Dans cette affaire, qui est le premier procès en France pour des accusations de « terrorisme d’extrême gauche » depuis l’affaire du groupe Action directe il y a 35 ans, sept individus seront jugés à Paris à partir de mardi. La durée du procès est prévue pour durer quatre semaines.
Près de 30 ans après le dernier procès d’Action directe, et cinq ans après le fiasco de l’affaire de Tarnac, l’ultragauche est de retour devant la justice. À partir du mardi 3 octobre à Paris, sept personnes seront jugées, accusées d’avoir planifié des actions violentes contre des policiers et des militaires.
Ce procès devant le tribunal correctionnel durera jusqu’au 27 octobre. Les sept accusés, six hommes et une femme âgés de 33 à 39 ans, seront jugés pour association de malfaiteurs terroriste. Trois d’entre eux seront également soumis à des poursuites pour « refus de remettre une convention secrète de déchiffrement d’un moyen de cryptologie ». Ils contestent tous les faits qui leur sont reprochés.
L’affaire a commencé avec un rapport de la DGSI sur un projet d’action violente fomenté par des militants d’ultragauche. Les soupçons se sont d’abord portés sur Florian D., un anarchiste de 39 ans. Celui-ci est parti en Syrie pendant 10 mois en 2017 pour combattre l’État islamique, selon ses dires. Cependant, l’accusation le soupçonne d’avoir acquis des compétences en maniement des armes pendant son séjour. À son retour en 2018, il est immédiatement placé sous surveillance par la DGSI, qui a même placé des micros dans son camion.
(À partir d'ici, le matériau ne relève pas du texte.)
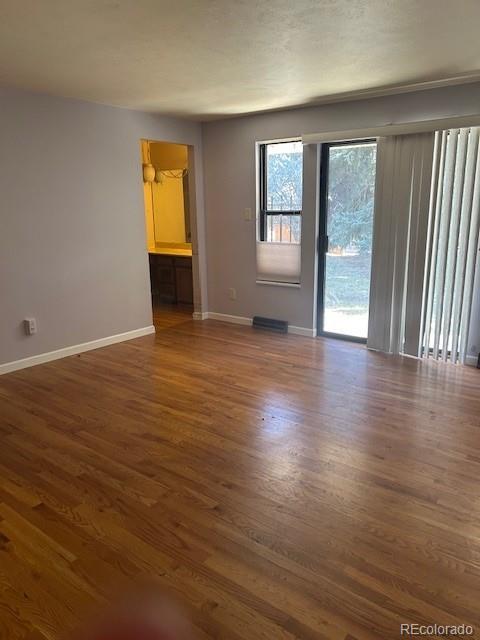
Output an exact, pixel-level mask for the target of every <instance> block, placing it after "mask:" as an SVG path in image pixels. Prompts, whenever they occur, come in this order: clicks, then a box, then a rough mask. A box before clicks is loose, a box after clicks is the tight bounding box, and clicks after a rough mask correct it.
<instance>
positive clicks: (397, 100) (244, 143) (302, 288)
mask: <svg viewBox="0 0 480 640" xmlns="http://www.w3.org/2000/svg"><path fill="white" fill-rule="evenodd" d="M479 112H480V84H469V85H463V86H455V87H448V88H443V89H436V90H432V91H420V92H416V93H409V94H403V95H398V96H388V97H383V98H375V99H370V100H360V101H357V102H344V103H338V104H331V105H324V106H318V107H309V108H305V109H296V110H291V111H281V112H274V113H270V114H262V115H254V116H245V117H240V118H234V119H229V120H221V121H216V122H209V123H205V124H204V125H203V153H204V175H205V211H206V222H207V246H208V292H209V311H213V312H217V313H225V314H232V315H238V316H246V317H251V316H253V315H255V314H258V315H264V316H270V317H274V318H279V319H283V320H288V321H289V322H290V323H291V324H293V325H296V326H301V327H307V328H309V327H313V326H314V324H313V317H314V289H315V222H316V221H315V218H316V202H315V193H316V191H315V184H313V185H312V180H313V182H315V175H314V174H315V161H316V159H315V157H314V152H313V151H312V150H311V148H310V147H308V148H307V149H308V151H307V157H306V158H305V172H306V175H305V178H306V185H305V193H304V216H303V236H302V287H301V289H287V288H280V287H274V286H265V285H257V284H256V283H255V275H256V274H255V224H254V223H253V222H246V221H244V219H243V209H244V208H245V207H251V208H252V209H253V210H255V205H256V203H255V179H256V176H255V142H256V141H259V140H270V139H276V138H277V139H278V138H284V137H295V136H301V135H302V134H304V133H315V132H317V131H322V130H339V129H342V128H344V129H345V128H346V129H352V128H356V127H368V126H377V125H385V124H389V123H395V122H406V121H415V120H424V119H432V118H436V117H449V116H455V115H470V114H478V113H479ZM479 272H480V268H479ZM478 281H479V282H480V273H479V278H478ZM229 287H234V288H236V290H237V299H236V300H230V299H229V298H228V288H229ZM477 290H478V287H477ZM479 298H480V295H478V291H477V298H476V300H475V310H476V315H475V317H474V318H473V322H472V330H471V332H470V347H471V351H472V353H477V352H478V349H479V348H480V299H479ZM474 345H475V349H474V348H473V347H474Z"/></svg>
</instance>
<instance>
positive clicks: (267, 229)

Les enquêteurs sont convaincus que Florian D. essaye de recruter des personnes de son entourage et prépare une action violente en France contre des policiers ou des militaires. Ils ont également entendu parler de tentatives de fabrication d’explosifs, comme du TATP.
L’avocat de Florian D., Raphaël Kempf, affirme que rien de terroriste n’est en jeu. Selon lui, les fabrications de pétards dont il est question ont été réalisées dans un contexte ludique et expérimental, sans aucune intention terroriste. Il estime que l’accusation et la DGSI déforment les faits en prétendant que son client et les autres accusés avaient l’intention de s’attaquer aux symboles de l’État.
Les sept prévenus ont surnommé cette affaire « L’affaire du 8 décembre », jour où ils ont été arrêtés par la police en 2020. Après plusieurs mois de surveillance et d’écoutes, les suspects ont été interpellés dans différents endroits de France (Toulouse, Rennes ou Vitry-sur-Seine) et mis en examen. Parmi les prévenus, on retrouve Camille B., avec qui Florian D. entretenait une relation amoureuse, Simon G., un artificier rencontré à Disneyland lorsqu’ils avaient 18 ans, et Manuel H., qui était scolarisé au même lycée agricole que Florian D. Les trois autres prévenus, Loïc M., William D. et Bastien A., avaient rencontré Florian D. sur la ZAD du barrage de Sivens en 2014.
Les mis en cause sont soupçonnés d’avoir participé à des entraînements tactiques et de tir dans une maison abandonnée en Haute-Garonne, ainsi que d’avoir fabriqué et testé des explosifs dans le but de s’en prendre à des policiers et des militaires et de renverser les institutions républicaines. Cependant, aucune action imminente n’était prévue. Lors des perquisitions, les forces de l’ordre ont retrouvé des produits servant à fabriquer des explosifs et des armes. Les avocats des accusés considèrent qu’il s’agit d’un véritable procès « politique » et entendent critiquer l’antiterrorisme et ses méthodes.
Avant cette affaire, la dernière fois que la justice antiterroriste avait été saisie pour des faits liés à l’ultragauche remontait à l’affaire de Tarnac en 2008, où des membres du groupe étaient soupçonnés de sabotage de lignes TGV. Cependant, les qualifications terroristes avaient été abandonnées avant le procès, qui s’était conclu en 2018 par une relaxe quasi-générale. Le dernier procès pour terrorisme impliquant des militants d’ultragauche remonte à 1995, lorsque sept membres de la branche lyonnaise d’Action directe avaient été condamnés à 30 ans de réclusion criminelle.